The following excerpt is from an article written by Barry Moltz, Shafran Moltz Group, and published on the AMEX Open Forum. We've included three of Moltz's points that we find most applicable to college stores below, but be sure to read his full article for other great suggestions.
Consumer psychologist Kit Yarrow recently noted that a retailer’s return policy is critical because customers feel the relationship with the company “is just that—a genuine, personal relationship—and that a violation of trust via a bad return experience can ruin this relationship forever.”
As a small-business owner, you can forge strong relationships with your customers by not following big retailer trends of limiting returns. These tips for what not to include will help you craft a return policy that makes everybody happy:
1. Store credit only. Many companies allow product returns but require customers to exchange the unwanted item for another product. But most customers don't see this as a true return since they're still forced into a purchase. If you require someone to buy something they don’t want as part of the return process, you've still got an unsatisfied customer on your hands.
Use this policy instead: Small businesses should always allow a return for a full refund. But you should also train your employees to help customers find a similar product that can satisfy them. Locating another desirable product can help cut back on lost revenue.
2. Short return policy. Some big box retailers are now giving consumers as little as 15 days to return a products they no longer want. With the hustle and bustle of the post-holidays and the fact that many people travel this time of year, this time frame may be unrealistic for some consumers.

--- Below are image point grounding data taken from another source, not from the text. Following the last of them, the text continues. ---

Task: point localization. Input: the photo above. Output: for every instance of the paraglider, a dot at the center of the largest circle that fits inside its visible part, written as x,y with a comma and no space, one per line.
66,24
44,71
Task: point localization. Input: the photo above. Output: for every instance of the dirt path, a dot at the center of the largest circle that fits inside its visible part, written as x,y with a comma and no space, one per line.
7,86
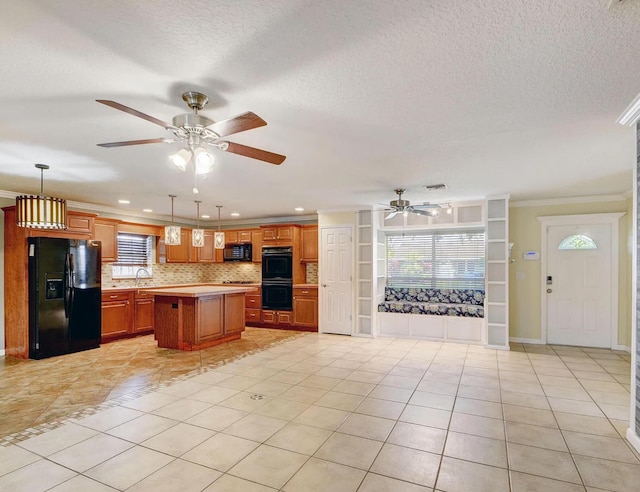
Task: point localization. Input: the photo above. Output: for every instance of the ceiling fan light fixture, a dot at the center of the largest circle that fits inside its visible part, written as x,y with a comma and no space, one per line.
172,233
41,212
181,158
203,161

Use this policy instead: Having a generous return policy can help you boost sales because many customers who are on the fence about a purchase will often buy more from a store if they know they can return the item without a problem. While you might not be able to offer as generous a return policy as Hammacher Schlemmer, which allows returns for the life of the product, you can be flexible. Publicize a standard return policy of 30 days, but be lenient if a customer returns a product even a few weeks after that date. Your customer will be so relieved that you accept the return, they'll be more likely to buy from you again.

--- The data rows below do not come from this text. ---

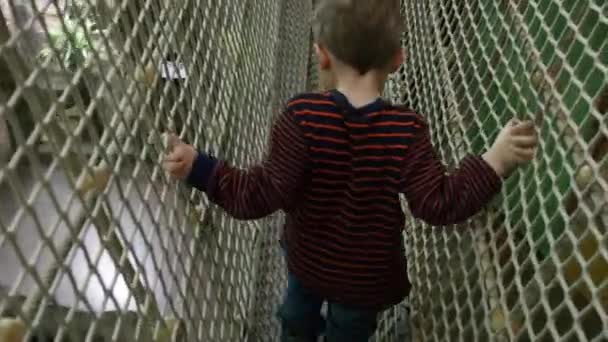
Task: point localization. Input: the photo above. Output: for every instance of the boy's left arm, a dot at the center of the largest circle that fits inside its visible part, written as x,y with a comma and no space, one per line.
264,188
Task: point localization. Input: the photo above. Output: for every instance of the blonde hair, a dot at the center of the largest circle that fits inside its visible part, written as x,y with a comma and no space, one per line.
364,34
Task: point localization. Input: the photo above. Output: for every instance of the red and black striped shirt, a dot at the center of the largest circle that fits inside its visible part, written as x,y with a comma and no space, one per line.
337,172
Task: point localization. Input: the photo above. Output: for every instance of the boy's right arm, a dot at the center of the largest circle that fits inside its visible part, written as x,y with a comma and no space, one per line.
439,198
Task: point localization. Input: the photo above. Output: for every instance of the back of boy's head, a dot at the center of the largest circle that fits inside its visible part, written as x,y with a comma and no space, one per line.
363,34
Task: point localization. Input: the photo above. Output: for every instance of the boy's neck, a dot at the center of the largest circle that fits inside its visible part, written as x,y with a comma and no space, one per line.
360,90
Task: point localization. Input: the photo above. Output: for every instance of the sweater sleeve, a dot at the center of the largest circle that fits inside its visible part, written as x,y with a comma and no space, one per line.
439,198
260,190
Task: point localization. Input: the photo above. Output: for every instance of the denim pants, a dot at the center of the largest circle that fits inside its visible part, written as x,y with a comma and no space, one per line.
301,320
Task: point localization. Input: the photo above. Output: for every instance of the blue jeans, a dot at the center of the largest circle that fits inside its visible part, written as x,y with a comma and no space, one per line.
301,321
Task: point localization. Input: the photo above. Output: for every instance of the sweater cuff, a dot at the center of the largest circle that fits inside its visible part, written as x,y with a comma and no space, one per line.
203,172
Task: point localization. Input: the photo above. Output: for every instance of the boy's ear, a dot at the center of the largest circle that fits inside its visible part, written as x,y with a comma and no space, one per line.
398,60
322,57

3. Return shipping fees. For most retailers, free shipping for returns is becoming part of the cost of doing business. If customers feel there's no risk by ordering online or over the phone, they're more likely to make the purchase.
Use this policy instead: Emphasize that your company will pay for return shipping if the customer is dissatisfied with the product. Set up a procedure where a shipping label with postage can be sent to your customer to reduce your costs.